The Testaments: The Handmaid’s Tale Sequel Teases Next-Gen

The Testaments: The Handmaid's Tale Sequel Teases Next-Gen

I watched the trailer on my phone in a packed subway and felt a sudden chill. My hands tightened around the rail as if that small screen held Gilead in miniature, fragile and threatening at once. For a moment I remembered the way a brittle photograph left in sun flakes at the edges—something once whole now dangerously close to falling apart.

I’m going to walk you through what matters about The Testaments: who’s at the center, how Hulu is rolling it out, and why this sequel will demand your attention even if June’s story has moved on. You’ll get plain facts, a few reading notes, and the kind of questions reporters ask when a beloved series changes course.

On a weekday morning a teenager opens a textbook and the margins are already annotated—The Testaments’ trailer introduces new, fascinating characters

The trailer drops you into Gilead the way a cold wind drops leaves: quietly, then all at once. You’re meeting a younger cohort—Agnes (Chase Infiniti) and Daisy (Lucy Halliday) among them—girls raised inside the system so completely that the outside world reads like a myth. Aunt Lydia’s influence is everywhere; the preparatory school scenes are disturbingly ordinary, and that ordinariness is the point.

I watch for the small tells: an exchanged glance, a forbidden book, a uniform wrinkle that won’t lie still. Those are the moments that tell you where loyalty fractures and where the show will mine its drama. The Testaments promises friendship and allegiance, but also sharp violence and heartbreak—and I’ll be watching to see whether the series matches the moral pressure cooker Margaret Atwood set on paper.

When does The Testaments release on Hulu?

Hulu premieres The Testaments on April 8, 2026, with the first three episodes available the same day. The season runs ten episodes total, then moves to a weekly drop through the finale on May 27, 2026. If you subscribe to Hulu’s ad-supported plan, expect to pay roughly $7.99 (€8) per month to stream it.

At a coffee shop a barista hears someone whisper “Aunt Lydia” and leans in—what the cast and creators signal about tone and lineage

The creative DNA ties back to Margaret Atwood’s novel but the TV series has its own fingerprints. You’ll recognize production cues familiar from The Handmaid’s Tale—the stark cinematography, clinical interiors, and a moral soundtrack that never lets you forget the stakes. Bruce Miller’s influence on the earlier adaptation set a template; now writers and directors must decide whether to follow that template or push the story into new ethical territory.

The cast choices matter. New leads bring a different energy: younger, more malleable, desperate in ways that can sharpen or blunt the show’s political critique. I expect the storytelling to flirt with restraint and then lunge; the trailer suggests restraint will be temporary.

How is The Testaments connected to The Handmaid’s Tale?

The Testaments is a sequel set years after the events you saw across The Handmaid’s Tale’s six seasons (the series ran through 2025). June’s absence is central to the change in viewpoint; her courage reverberates, but the narrative focus shifts to a generation raised under Gilead’s laws. Think of it as the same temperature of cruelty, measured on different skin.

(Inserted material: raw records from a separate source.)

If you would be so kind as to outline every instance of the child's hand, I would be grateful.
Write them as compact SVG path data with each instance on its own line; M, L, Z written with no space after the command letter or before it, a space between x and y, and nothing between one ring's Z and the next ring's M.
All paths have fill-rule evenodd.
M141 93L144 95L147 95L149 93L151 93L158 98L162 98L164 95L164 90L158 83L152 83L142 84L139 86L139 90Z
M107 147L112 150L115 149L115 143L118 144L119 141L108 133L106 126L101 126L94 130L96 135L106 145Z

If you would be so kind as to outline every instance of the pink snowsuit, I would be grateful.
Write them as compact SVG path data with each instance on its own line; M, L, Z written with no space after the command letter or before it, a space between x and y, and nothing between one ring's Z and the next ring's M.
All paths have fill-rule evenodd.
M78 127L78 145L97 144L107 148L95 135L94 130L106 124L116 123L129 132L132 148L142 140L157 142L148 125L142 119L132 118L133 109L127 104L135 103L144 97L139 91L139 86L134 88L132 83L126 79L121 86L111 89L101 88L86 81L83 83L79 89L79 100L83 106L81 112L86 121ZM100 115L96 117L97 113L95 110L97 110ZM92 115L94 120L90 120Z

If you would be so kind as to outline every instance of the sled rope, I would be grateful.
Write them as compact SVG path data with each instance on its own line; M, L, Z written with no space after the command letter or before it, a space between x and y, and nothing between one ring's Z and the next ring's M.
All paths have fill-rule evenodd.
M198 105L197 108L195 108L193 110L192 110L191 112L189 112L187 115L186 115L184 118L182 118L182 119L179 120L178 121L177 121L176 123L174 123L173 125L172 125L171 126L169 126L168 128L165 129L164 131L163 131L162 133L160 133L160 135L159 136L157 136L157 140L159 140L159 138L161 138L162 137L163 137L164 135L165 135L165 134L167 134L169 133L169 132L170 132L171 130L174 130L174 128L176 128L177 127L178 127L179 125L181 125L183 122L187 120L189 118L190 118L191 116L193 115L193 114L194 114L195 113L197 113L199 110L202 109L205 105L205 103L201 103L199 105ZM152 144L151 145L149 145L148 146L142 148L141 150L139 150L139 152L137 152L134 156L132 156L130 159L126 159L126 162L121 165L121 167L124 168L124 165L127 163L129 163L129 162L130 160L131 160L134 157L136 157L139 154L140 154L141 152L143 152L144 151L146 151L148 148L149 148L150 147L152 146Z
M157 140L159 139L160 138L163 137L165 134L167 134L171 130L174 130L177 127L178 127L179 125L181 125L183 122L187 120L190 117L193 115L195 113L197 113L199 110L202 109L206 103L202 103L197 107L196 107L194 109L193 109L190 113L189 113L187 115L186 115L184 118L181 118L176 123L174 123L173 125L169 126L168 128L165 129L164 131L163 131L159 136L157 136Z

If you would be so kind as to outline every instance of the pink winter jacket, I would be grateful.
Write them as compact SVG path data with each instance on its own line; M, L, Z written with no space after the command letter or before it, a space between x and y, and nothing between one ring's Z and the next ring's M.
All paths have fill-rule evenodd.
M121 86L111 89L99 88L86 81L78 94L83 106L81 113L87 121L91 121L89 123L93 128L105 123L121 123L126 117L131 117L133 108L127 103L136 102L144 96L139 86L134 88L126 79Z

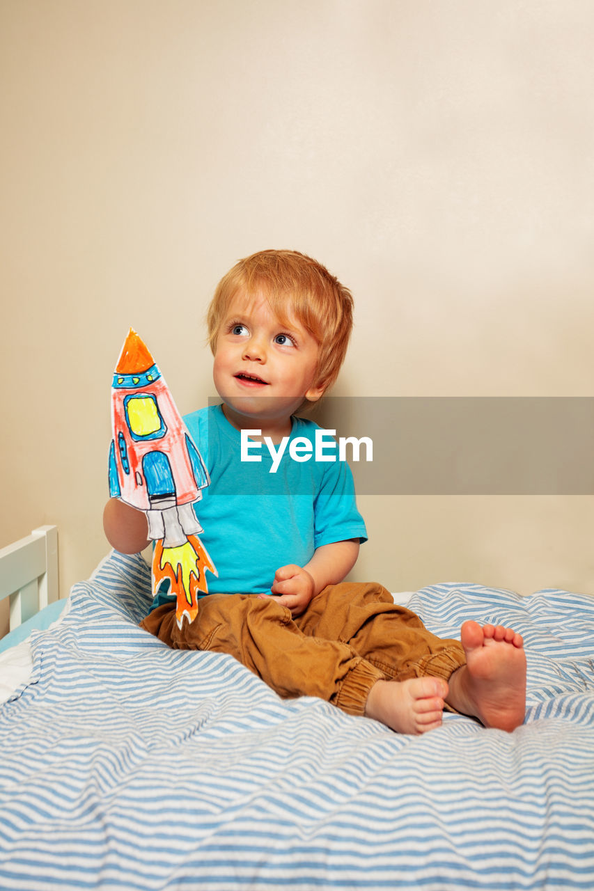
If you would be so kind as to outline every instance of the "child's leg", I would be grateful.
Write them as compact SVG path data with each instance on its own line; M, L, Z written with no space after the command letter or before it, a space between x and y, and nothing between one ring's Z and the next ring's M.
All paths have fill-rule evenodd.
M384 676L348 643L303 634L274 597L210 594L181 629L175 612L175 604L158 607L141 627L174 649L234 656L285 698L318 696L363 715L369 691Z
M414 613L395 607L380 585L349 584L315 598L302 627L348 641L384 672L389 680L374 685L365 714L400 732L439 726L440 698L487 727L511 731L524 721L526 660L522 638L511 629L466 622L461 643L441 640Z

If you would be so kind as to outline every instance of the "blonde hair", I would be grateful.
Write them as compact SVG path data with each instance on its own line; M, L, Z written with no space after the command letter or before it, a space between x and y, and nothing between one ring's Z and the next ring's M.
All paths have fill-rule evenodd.
M351 291L321 264L296 250L261 250L233 266L217 286L208 309L213 354L220 326L237 292L261 293L285 323L287 310L319 345L317 385L327 388L338 377L352 329Z

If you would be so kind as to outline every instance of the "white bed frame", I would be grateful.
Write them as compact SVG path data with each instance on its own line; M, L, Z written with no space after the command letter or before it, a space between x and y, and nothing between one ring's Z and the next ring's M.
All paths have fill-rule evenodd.
M58 527L40 526L0 549L0 601L10 598L10 630L58 600Z

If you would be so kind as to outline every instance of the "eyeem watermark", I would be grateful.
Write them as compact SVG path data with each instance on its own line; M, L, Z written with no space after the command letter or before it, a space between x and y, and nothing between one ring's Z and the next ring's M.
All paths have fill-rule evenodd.
M263 442L251 439L250 437L259 437L261 430L242 430L241 431L241 460L242 461L261 461L260 452L262 446L266 446L272 458L272 464L269 472L276 473L281 462L283 455L289 446L289 457L293 461L359 461L361 446L365 446L365 460L373 461L374 444L369 437L339 437L338 441L334 437L336 430L324 430L318 429L315 431L314 441L311 442L307 437L295 437L290 439L289 437L283 437L278 446L276 446L270 437L264 437ZM347 446L351 446L351 454L347 458ZM336 452L338 450L338 454Z

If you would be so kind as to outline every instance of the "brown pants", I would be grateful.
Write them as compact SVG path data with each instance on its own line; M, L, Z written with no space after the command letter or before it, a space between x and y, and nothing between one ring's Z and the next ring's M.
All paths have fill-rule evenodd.
M331 584L295 619L275 597L209 594L191 625L177 627L174 601L140 626L174 650L228 653L279 696L318 696L351 715L364 714L380 679L447 681L466 662L458 641L435 637L373 583Z

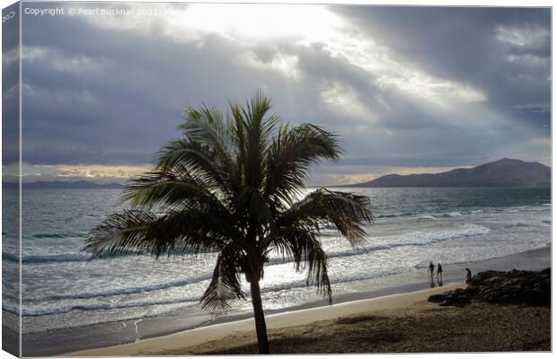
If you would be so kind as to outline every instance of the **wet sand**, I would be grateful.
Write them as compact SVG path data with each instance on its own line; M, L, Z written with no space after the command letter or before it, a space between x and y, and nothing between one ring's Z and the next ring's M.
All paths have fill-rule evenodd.
M441 288L441 292L444 290L448 290L448 286L446 285L447 283L463 283L464 276L464 268L465 267L470 267L474 274L487 269L542 269L544 267L551 267L551 248L544 248L541 250L518 253L513 256L493 258L486 261L445 266L446 285ZM380 284L377 288L374 288L372 286L366 286L367 285L367 284L366 284L364 287L368 288L367 292L362 291L345 295L334 295L333 302L346 303L354 301L367 300L385 295L422 290L429 286L426 268L418 268L415 273L394 276L389 278L389 280L390 286L387 287L384 286L385 285ZM270 316L280 312L312 308L323 308L324 311L328 311L330 307L324 305L324 301L322 301L287 310L274 311L266 311L266 313L268 317L270 318ZM208 315L203 312L193 314L194 315L192 316L192 314L190 313L188 316L184 317L183 314L177 312L146 318L142 321L138 322L137 327L134 326L135 320L128 320L124 323L126 324L125 327L122 322L101 323L92 326L56 330L48 333L39 333L38 335L32 336L28 335L24 337L23 352L26 356L56 355L70 352L84 353L84 355L93 355L88 354L90 352L93 352L93 350L85 349L111 347L125 343L131 343L131 345L134 345L151 339L157 339L159 337L172 337L170 335L172 333L176 333L176 335L178 335L182 332L194 332L196 330L201 330L204 328L215 328L215 324L224 325L238 320L245 321L245 320L248 320L252 316L251 313L248 313L246 315L211 319ZM314 321L326 319L327 318L314 318ZM208 325L210 327L208 327ZM252 326L248 327L249 330L253 330ZM141 335L141 339L138 342L133 343L136 341L137 337L136 328ZM225 328L226 327L223 327L223 330L219 331L225 331ZM231 332L225 332L223 334L230 335ZM203 337L201 337L201 339L203 340L195 343L188 343L188 345L201 344L201 342L208 340ZM164 348L165 347L159 347L158 350L163 350ZM168 348L169 347L166 347L166 349ZM156 351L156 349L154 350Z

On a bulletin board a notice reads “premieres April” and people circle dates—what the release pattern tells us about streaming strategy

Hulu’s release plan—three episodes at once, then weekly—signals confidence and a desire for conversation. Drop the opening acts to hook viewers, then ration episodes to build appointment viewing and social buzz. YouTube will host the trailer and clips, IMDb and Rotten Tomatoes will aggregate early reactions, and social platforms will turn moments into memes; that ecosystem will shape how viewers interpret the series as much as the episodes themselves.

If you follow industry figures, pay attention to trade coverage on Variety and The Hollywood Reporter, and watch reviews from critics who track Margaret Atwood adaptations. Those sources will frame whether The Testaments is taken as legitimate continuation or a tonal sidestep.

The show looks and feels like a choir in a burned-out cathedral—beauty held against ruin. So are you ready to place your bet on whether this next generation of characters will broaden the story’s moral consequences, or will they simply replay the same tragedies with new faces?